Canada’s economy grew at an annualized rate of 2.1% in the second quarter, surpassing expectations set by analysts and the Bank of Canada (BoC), according to data released by Statistics Canada on Wednesday. Despite the stronger-than-expected growth, the central bank is still anticipated to proceed with an interest rate cut in its upcoming meeting, marking the third consecutive reduction.
Q2 Growth Surpasses Forecasts
Analysts had forecasted a 1.6% growth rate for the second quarter, while the Bank of Canada had a slightly more conservative estimate of 1.5%. The stronger-than-expected 2.1% growth was largely driven by higher government spending, increased business investment, and a rise in household spending on services. However, this growth was tempered by declines in exports, residential construction, and household spending on goods.
On a monthly basis, GDP growth for June was flat, registering a 0% change, which fell short of the expected 0.1% increase. Additionally, on a per capita basis, GDP decreased by 0.1% in Q2, marking the fifth consecutive quarterly decline, a concerning trend that reflects underlying economic challenges.
Implications for Interest Rates
Despite the stronger-than-expected quarterly growth, weak momentum heading into the third quarter has reinforced expectations that the Bank of Canada will continue its path of rate cuts. CIBC economist Andrew Grantham highlighted that the lack of economic momentum as Q3 begins provides ample justification for the BoC to cut rates again.
The financial markets now predict an 80% chance of a 25 basis point rate cut at the BoC’s next rate announcement on September 4, up from 77% before the latest GDP figures were released. Grantham also pointed out that preliminary data for July suggests that GDP remained unchanged, with declines in construction, mining, quarrying, oil and gas extraction, and wholesale trade, offset by gains in the finance, insurance, and retail trade sectors.
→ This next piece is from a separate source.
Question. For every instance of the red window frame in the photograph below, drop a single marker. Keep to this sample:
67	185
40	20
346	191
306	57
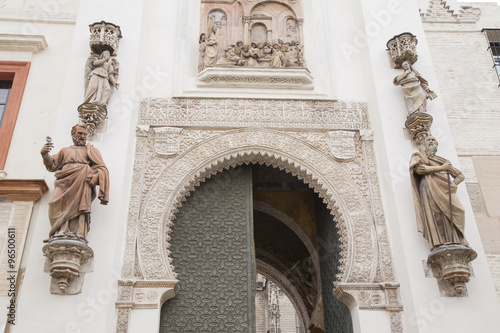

"With early tracking for Q3 at around 0.5% annualized, which is significantly below the 2.8% forecast by the Bank of Canada’s Monetary Policy Report, there is a strong likelihood that the BoC will continue reducing interest rates by 25 basis points at each of its remaining meetings this year," Grantham noted.
Looking Ahead: Rate Cuts and Economic Outlook
The second quarter’s growth was primarily supported by government expenditures, business investment, and household spending on services. However, the broader economic landscape remains fragile, with notable weaknesses in exports, residential construction, and household spending on goods. The potential for further economic softening in Q3 could prompt the BoC to consider deeper rate cuts in the near future.
While the unexpected Q2 growth offers some positive news, the broader economic indicators suggest caution. The continuing decline in GDP on a per capita basis and the sluggish start to Q3 highlight the challenges that remain. As the BoC prepares for its September 4 meeting, the focus will be on how these factors influence the decision-making process regarding future rate cuts.